Home Again
I snapped a photo of myself, nearly identical to this one, in my old studio on the day we moved in. That was almost three years ago now. The walls were baby blue and a big white built-in cabinet sat to my right along the southwest wall - but the winter light was just the same and I remember feeling the same hope bubbling in my chest on that day, too.
The kind of hope that said and says, “you’re on the right path - keep going!!”
As of Sunday, we have officially moved out of our teal-colored ranch and into our new country home. All of last week, while we made trip after trip between houses, I kept waiting to be hit with the sorrow of our leaving. Maybe it’s still coming, but I haven’t felt it yet. In the end, I realized that what I loved most about that house was the treasures we curated (all of which moved with us) and the projects we completed ourselves (all things that we can do again in the new house). I guess I just don’t feel like I’ve left too much behind.
All of this to say, home is where the studio is. And the new studio? Before moving in the ridiculous amount of tools and supplies I’ve squirreled away over the years, it looked like this:
Can you say popcorn ceiling? And a nasty, chain link dog run just outside? And a southern exposure that will have me absolutely melting in the summer if we don’t rig up a shade solution?
Well, sure.
But you could also say unobstructed foothill views. And an absolute glut of natural light. And more square footage than I’ve ever had to play with before. I’m sitting so far on the bright side that at this moment any and all negatives have all but disappeared from my vantage point on this joyful perch.
Sadness over the move was also drown out by the terror (which was quickly followed by the elation) of learning to tow a trailer. Its a skill I’ve been worried about tackling for years and years - something I had built a mental wall around, saying it was something I just couldn’t DO. But you can’t put a washer and a dryer and an oven in the back our truck…at least not easily!
My dad helped us hook it up (being that this bad boy was one of his work trailers) and then I was behind the wheel and rolling. I think it took about three minutes before I was feeling like a badass, saying things like “I’m doing the thing!!” and “we’re TOWING!!” To his credit, Eric made out to be VERY impressed (and even snapped this photo to commemorate the experience).

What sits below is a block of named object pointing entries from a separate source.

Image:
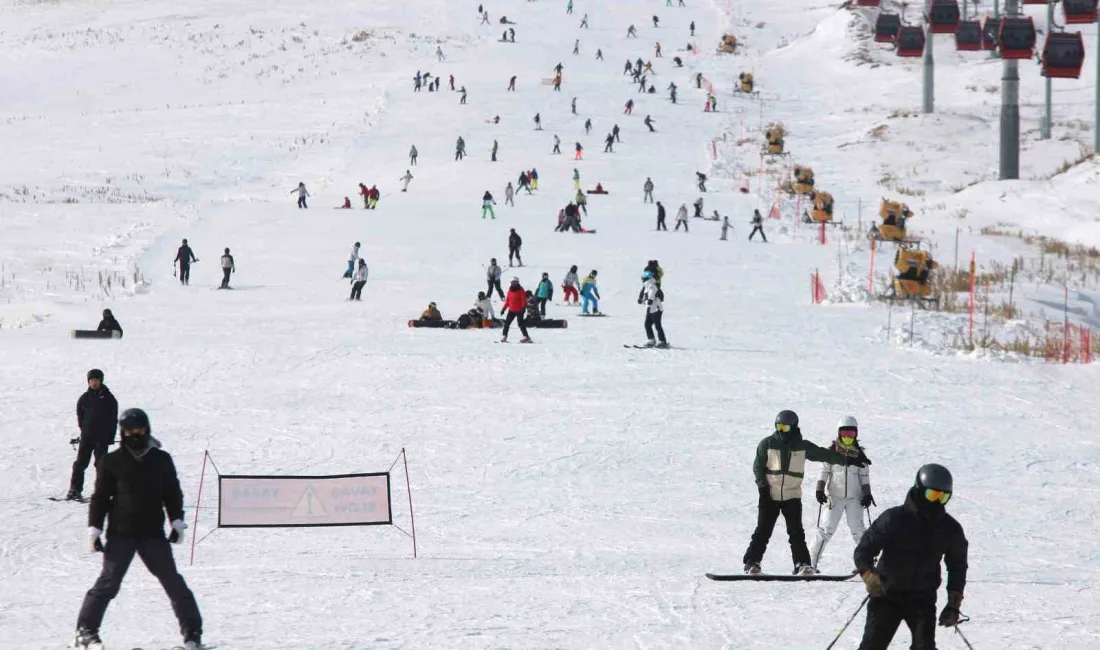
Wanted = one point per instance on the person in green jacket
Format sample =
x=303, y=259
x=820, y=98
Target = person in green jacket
x=779, y=469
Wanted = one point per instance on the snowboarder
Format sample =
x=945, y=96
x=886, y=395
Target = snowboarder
x=514, y=244
x=849, y=489
x=135, y=485
x=653, y=298
x=358, y=281
x=227, y=267
x=910, y=541
x=569, y=285
x=681, y=218
x=515, y=305
x=493, y=275
x=303, y=193
x=590, y=294
x=778, y=469
x=758, y=226
x=184, y=257
x=487, y=204
x=543, y=293
x=352, y=260
x=96, y=414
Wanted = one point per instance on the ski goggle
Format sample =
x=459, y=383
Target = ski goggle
x=937, y=496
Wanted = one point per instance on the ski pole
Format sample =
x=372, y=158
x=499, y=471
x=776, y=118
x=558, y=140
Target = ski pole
x=853, y=617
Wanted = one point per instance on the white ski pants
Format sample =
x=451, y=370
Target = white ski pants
x=837, y=508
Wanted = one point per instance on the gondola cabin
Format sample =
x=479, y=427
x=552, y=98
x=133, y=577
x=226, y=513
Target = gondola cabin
x=1079, y=12
x=1016, y=37
x=1063, y=55
x=910, y=41
x=943, y=15
x=968, y=36
x=990, y=30
x=886, y=28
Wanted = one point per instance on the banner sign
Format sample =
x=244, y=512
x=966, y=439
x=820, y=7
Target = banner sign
x=271, y=502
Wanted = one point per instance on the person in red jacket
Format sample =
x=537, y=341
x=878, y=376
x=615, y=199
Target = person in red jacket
x=515, y=304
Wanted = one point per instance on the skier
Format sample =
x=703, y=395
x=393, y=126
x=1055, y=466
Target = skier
x=303, y=193
x=910, y=541
x=590, y=294
x=849, y=488
x=758, y=226
x=515, y=305
x=135, y=485
x=569, y=285
x=352, y=259
x=778, y=469
x=487, y=204
x=543, y=293
x=358, y=281
x=655, y=309
x=493, y=275
x=227, y=268
x=681, y=218
x=96, y=412
x=185, y=256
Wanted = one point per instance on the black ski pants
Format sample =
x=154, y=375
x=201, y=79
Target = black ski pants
x=518, y=317
x=89, y=445
x=155, y=552
x=653, y=321
x=886, y=614
x=768, y=513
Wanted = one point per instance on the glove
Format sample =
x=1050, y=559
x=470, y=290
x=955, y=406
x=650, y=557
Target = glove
x=176, y=536
x=95, y=544
x=872, y=583
x=950, y=614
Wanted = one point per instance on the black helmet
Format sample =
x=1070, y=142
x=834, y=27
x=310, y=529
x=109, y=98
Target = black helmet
x=933, y=476
x=134, y=418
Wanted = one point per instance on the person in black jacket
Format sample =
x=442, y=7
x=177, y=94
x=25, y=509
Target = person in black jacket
x=96, y=412
x=134, y=486
x=109, y=324
x=910, y=541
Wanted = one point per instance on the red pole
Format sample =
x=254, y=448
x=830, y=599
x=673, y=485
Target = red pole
x=195, y=527
x=409, y=487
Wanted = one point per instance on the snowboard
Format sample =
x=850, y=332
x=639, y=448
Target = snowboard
x=779, y=577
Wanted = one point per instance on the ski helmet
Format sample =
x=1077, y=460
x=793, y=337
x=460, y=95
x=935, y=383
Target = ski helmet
x=934, y=476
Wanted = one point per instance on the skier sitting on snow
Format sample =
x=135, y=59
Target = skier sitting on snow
x=849, y=488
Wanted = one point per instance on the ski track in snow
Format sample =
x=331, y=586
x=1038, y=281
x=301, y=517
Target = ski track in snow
x=569, y=494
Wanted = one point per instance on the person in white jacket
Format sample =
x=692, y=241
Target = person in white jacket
x=846, y=488
x=653, y=299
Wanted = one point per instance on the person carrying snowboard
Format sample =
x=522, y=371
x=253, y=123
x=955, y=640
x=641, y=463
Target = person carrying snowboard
x=184, y=257
x=910, y=541
x=849, y=488
x=778, y=470
x=515, y=305
x=135, y=485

If you’re shaking your head at the absurdity of this, and by “this” I mean me shouting at the top of my lungs in our little truck cab because I was SO excited, I don’t blame you. Lots of people tow trailers (and any number of other more complicated things). You just have to understand that I really, truly believed I’d never count myself among them.
I navigated the busy streets in town. Backed both truck and trailer over the beastly curb and into the driveway at our old house. Carefully made my way over washboards and potholes on dirt roads. Loaded, unloaded, turned around, and parked in the tight alley behind my dad’s shop. I had help, of course - with my non-existent experience I couldn’t have done it alone - but it was one of the most empowering experiences of my life. I cannot wait until the day when I get to load up Cirrus and Paloma and head out on an adventure.
It’s so wonderfully strange to finally be here - HERE - after dreaming of this place for so long. It doesn’t look much like the “someday farm” I’d imagined, but it’s real and solid and there’s so much space to BECOME. Become what, I can’t yet say - but it’s going too be glorious no matter what.